Renowned AI researcher Professor Kate Larson has won the Best Paper Award at the International Conference on Autonomous Agents and Multiagent Systems (AAMAS).
Established in 2002, AAMAS is the world’s leading conference for research in AI, autonomous agents and multiagent systems. Every year, it brings researchers and practitioners worldwide to discuss the latest developments in agent technology. This year’s conference took place in Detroit, Michigan, from May 19 to May 23, 2025.
Professor Larson, alongside her colleagues at Google DeepMind, University of Montreal, and Meta — Marc Lanctot, Michael Kaisers, Quentin Berthet, Ian Gemp, Manfred Diaz, Roberto-Rafael Maura-Rivero, Yoram Bachrach, Anna Koop and Doina Precup — were recognized for their research paper Soft Condorcet Optimization for Ranking of General Agents.
“What I liked about this work is that we are drawing on ideas from social choice theory, ranking, and optimization to create general-purpose, scalable and principled evaluation methods for AI systems and agents,” says Professor Larson.

Inspired by social choice theory, Professor Kate Larson co-created a scheme that can rank AI agents with high accuracy
Over the past decade, we have seen rapid leaps in AI’s ability to think, write, and reason. Google DeepMind’s AlphaGo defeated the world champion at Go, one of the hardest and most complex board games. Likewise, Google’s AlphaFold can accurately predict protein structures within minutes, when traditional methods would take years or even decades.
These advancements were driven by the creation of benchmarks that can train and compare AI agents. For example, ImageNet, a database that contained 14 million images, helped propel deep learning, particularly in object detection and image recognition.
Unfortunately, evaluating agents can be difficult because each agent’s performance can vary across tasks and benchmarks, or agents may be evaluated on different tasks. To help aggregate the agents’ results, researchers have created evaluation methods based on classical rating systems like Elo. However, Elo-based systems have a number of limitations. For example, a natural concept from social choice is something called a Condorcet winner. A Condorcet winner is an agent that, when compared to any other agent, is considered better. Elo-based systems can, and often do, ignore Condorcet winners when ranking agents, leading to unintuitive ranking choices.

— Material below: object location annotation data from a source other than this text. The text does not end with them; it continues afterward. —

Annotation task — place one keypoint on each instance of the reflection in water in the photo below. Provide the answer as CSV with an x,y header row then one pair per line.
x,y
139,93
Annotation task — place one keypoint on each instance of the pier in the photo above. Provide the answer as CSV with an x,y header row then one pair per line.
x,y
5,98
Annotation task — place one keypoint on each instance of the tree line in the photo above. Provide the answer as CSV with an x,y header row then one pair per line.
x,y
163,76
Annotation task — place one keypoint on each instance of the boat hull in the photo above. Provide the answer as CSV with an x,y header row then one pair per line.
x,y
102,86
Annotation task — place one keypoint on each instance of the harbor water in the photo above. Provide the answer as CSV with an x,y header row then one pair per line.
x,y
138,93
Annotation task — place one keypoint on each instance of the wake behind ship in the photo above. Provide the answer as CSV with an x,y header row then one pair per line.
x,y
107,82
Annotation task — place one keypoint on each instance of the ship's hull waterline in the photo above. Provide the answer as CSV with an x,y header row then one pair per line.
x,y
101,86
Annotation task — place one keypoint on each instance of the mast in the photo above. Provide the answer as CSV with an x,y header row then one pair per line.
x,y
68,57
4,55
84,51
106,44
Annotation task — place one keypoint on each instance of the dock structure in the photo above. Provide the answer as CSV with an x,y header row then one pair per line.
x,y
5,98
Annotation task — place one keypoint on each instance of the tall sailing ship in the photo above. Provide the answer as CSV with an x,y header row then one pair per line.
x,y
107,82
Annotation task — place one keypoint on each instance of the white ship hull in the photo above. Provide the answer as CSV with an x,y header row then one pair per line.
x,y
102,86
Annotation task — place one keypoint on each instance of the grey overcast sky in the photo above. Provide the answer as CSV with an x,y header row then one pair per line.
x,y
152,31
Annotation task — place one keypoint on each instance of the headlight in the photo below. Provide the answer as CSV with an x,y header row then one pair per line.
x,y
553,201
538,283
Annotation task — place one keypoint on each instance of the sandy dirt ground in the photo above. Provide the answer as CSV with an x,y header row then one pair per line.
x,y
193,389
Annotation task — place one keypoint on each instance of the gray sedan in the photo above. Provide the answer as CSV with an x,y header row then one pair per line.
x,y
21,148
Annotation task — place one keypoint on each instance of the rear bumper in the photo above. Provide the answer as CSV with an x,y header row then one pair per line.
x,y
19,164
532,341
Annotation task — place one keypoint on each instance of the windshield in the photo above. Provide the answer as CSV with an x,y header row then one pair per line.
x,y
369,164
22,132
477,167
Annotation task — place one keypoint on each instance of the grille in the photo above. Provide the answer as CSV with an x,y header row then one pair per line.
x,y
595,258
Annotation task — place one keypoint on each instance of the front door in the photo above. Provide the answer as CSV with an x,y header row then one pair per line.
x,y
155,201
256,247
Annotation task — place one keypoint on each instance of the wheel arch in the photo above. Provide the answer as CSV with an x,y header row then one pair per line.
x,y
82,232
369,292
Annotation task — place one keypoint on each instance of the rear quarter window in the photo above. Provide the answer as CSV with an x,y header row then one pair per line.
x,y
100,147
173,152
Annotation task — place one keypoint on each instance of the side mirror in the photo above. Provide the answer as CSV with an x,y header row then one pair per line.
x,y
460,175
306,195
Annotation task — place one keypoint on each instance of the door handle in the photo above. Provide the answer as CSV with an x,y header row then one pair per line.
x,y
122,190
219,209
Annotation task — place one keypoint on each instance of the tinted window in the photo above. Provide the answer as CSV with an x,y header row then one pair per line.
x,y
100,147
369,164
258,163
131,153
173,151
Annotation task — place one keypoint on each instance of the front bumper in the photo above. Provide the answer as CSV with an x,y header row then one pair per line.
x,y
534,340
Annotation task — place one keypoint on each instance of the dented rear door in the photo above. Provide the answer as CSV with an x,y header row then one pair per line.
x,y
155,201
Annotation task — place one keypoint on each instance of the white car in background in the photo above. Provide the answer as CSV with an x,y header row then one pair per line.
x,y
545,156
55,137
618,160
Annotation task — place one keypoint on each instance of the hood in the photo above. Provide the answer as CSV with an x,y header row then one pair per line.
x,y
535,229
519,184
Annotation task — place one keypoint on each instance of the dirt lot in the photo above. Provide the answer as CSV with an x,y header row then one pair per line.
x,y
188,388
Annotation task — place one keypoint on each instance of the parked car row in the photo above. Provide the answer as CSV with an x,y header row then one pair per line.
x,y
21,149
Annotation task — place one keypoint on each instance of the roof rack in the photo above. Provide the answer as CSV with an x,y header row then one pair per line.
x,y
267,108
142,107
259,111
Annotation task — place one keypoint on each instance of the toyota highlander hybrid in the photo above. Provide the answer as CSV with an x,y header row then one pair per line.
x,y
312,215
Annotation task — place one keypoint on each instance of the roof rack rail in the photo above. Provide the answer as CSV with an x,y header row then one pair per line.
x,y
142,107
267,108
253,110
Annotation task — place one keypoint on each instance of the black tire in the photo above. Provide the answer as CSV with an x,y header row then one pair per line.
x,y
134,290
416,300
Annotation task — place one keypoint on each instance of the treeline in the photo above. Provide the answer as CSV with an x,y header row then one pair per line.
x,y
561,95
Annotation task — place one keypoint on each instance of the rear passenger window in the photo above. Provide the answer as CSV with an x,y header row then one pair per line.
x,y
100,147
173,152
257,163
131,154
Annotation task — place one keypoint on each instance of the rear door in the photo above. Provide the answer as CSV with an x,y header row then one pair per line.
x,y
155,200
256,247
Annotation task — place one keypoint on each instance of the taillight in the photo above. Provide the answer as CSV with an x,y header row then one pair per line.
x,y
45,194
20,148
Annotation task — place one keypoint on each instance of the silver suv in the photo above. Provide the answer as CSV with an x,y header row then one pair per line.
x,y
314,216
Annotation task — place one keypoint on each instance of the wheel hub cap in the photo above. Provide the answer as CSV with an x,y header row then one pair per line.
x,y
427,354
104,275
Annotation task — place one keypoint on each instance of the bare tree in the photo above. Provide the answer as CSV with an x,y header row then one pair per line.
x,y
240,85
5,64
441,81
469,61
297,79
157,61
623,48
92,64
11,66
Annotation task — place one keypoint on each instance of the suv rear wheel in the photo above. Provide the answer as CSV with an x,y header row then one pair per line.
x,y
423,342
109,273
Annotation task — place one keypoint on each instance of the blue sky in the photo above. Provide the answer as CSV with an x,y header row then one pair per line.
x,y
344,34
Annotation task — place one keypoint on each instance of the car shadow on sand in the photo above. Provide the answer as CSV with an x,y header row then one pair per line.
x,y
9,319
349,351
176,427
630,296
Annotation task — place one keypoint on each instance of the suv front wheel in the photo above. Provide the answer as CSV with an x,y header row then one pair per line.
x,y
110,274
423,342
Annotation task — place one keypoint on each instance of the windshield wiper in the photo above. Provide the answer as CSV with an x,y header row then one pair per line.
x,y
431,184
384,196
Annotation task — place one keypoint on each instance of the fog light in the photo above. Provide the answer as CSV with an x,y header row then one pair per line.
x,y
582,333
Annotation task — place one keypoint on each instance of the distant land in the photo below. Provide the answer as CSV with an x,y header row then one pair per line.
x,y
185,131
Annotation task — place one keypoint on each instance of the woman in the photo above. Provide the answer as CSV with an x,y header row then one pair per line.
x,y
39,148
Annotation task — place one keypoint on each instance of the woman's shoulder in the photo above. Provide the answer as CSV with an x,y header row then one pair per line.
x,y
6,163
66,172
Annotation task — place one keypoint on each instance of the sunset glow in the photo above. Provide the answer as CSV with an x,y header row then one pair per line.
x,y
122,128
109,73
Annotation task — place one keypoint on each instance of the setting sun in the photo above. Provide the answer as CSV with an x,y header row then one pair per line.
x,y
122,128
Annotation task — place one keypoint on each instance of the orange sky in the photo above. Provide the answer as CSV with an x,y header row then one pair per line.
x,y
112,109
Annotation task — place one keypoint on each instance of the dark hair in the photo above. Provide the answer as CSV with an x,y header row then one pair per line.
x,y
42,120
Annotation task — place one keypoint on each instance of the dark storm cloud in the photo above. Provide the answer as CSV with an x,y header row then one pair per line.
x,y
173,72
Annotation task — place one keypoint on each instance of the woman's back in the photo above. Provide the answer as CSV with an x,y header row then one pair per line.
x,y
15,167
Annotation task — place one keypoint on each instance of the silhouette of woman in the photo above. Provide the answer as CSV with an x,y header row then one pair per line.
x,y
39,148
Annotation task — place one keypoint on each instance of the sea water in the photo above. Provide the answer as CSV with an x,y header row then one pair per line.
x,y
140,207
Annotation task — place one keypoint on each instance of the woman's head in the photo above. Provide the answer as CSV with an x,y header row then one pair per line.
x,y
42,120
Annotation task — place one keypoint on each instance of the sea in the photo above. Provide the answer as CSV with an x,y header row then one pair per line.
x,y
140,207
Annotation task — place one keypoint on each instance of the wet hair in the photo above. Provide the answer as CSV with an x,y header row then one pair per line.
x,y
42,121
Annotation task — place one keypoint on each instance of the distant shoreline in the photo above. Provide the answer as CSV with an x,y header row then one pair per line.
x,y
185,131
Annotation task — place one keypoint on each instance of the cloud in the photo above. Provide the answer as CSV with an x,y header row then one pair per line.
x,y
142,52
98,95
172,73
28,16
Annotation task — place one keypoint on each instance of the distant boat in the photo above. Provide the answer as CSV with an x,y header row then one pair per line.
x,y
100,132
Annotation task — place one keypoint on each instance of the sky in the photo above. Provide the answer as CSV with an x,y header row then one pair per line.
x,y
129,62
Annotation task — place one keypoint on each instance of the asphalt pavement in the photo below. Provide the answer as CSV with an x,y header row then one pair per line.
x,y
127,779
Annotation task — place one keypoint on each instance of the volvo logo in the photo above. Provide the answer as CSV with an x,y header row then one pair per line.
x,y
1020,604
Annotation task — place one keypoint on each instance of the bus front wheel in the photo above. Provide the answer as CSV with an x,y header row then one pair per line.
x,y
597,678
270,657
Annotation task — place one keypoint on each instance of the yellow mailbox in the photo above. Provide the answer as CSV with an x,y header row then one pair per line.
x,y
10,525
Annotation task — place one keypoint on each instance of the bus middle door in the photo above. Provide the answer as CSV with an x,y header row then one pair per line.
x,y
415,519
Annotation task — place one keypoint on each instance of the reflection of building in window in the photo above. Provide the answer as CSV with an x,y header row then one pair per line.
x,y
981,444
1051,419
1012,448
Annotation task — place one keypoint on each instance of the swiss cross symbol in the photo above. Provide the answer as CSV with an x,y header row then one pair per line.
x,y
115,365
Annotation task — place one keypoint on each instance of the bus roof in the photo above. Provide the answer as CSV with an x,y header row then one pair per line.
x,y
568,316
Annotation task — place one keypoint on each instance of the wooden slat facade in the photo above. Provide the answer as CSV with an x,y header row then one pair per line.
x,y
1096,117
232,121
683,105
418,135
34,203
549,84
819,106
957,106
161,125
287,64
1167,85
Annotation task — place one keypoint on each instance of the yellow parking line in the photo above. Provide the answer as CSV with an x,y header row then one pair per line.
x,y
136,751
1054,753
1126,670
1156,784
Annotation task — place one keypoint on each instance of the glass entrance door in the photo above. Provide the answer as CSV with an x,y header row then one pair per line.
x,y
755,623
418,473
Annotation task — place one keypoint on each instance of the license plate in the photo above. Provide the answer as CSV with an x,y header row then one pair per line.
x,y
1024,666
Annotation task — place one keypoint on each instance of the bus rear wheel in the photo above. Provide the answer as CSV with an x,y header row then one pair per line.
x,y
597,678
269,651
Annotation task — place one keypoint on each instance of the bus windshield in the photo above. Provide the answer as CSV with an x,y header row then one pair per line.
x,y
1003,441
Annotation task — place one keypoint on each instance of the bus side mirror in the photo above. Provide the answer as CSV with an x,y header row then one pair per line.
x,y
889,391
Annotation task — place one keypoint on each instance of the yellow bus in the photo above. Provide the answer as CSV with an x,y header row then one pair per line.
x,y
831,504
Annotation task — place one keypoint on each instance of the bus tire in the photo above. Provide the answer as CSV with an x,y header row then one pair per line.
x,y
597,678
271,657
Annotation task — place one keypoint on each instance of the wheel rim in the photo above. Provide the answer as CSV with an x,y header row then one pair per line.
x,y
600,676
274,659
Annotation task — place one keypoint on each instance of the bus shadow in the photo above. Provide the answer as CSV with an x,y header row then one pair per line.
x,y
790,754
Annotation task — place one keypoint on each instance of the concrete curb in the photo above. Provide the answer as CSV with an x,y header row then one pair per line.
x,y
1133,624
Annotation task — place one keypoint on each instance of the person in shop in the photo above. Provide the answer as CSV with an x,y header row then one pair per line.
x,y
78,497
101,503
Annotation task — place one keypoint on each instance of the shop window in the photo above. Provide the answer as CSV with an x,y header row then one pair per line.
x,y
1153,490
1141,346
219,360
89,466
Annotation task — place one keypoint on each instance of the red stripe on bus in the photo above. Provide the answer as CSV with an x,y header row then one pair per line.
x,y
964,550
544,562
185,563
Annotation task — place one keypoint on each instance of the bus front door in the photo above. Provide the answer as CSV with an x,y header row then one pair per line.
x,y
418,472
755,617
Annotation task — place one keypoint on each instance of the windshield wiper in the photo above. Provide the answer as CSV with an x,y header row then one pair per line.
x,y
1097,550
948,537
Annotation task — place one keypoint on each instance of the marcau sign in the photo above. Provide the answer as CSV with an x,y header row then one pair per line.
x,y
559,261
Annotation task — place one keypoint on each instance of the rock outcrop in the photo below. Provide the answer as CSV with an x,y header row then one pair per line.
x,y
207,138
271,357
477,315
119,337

To address these problems, Professor Larson and her team developed a new ranking scheme inspired by social choice theory: a framework that explores how individual preferences can be combined to make collective decisions. Some real-life examples include voting systems and resource allocation.
In particular, they were influenced by earlier research that suggests using voting rules as maximum likelihood estimators, a technique that estimates the values of unknown parameters in a statistical model — which is key for incomplete datasets.
Their system, Soft Condorcet Optimization (SCO), will treat the evaluation data as “votes” and assign each agent a “score.” The latter acts as the model’s parameters. Then, it will compare if the “scores” match the “votes” by using a mathematical formula in the form of a differentiable loss function. Since this formula is differentiable, SCO can adjust the scores to minimize any discrepancies and misclassifications among the votes. Finally, SCO will conduct a final ranking by sorting the agents by their scores.
The team evaluated SCO with positive results. Compared to other classical voting and rating systems, SCO can effectively determine the Condorcet winner and boasts a low approximation error— even when more than half of the data is missing. Her team also investigated if SCO’s ranking can accurately predict human game outcomes, so they employed a held-out data set of over 31,000 diplomacy games that were played by around 53,000 players. Surprisingly, SCO’s ratings reached the optimal ranking better than the premier methods.
Overall, SCO can outperform state-of-the-art systems and provides an innovative and credible way to evaluate AI agents. With this new system, Professor Larson and her colleagues are helping researchers train the next wave of AI agents that could solve the world’s most pressing challenges.
The team’s research, Soft Condorcet Optimization for Ranking of General Agents, was published in the Proceedings of the 24th AAMAS.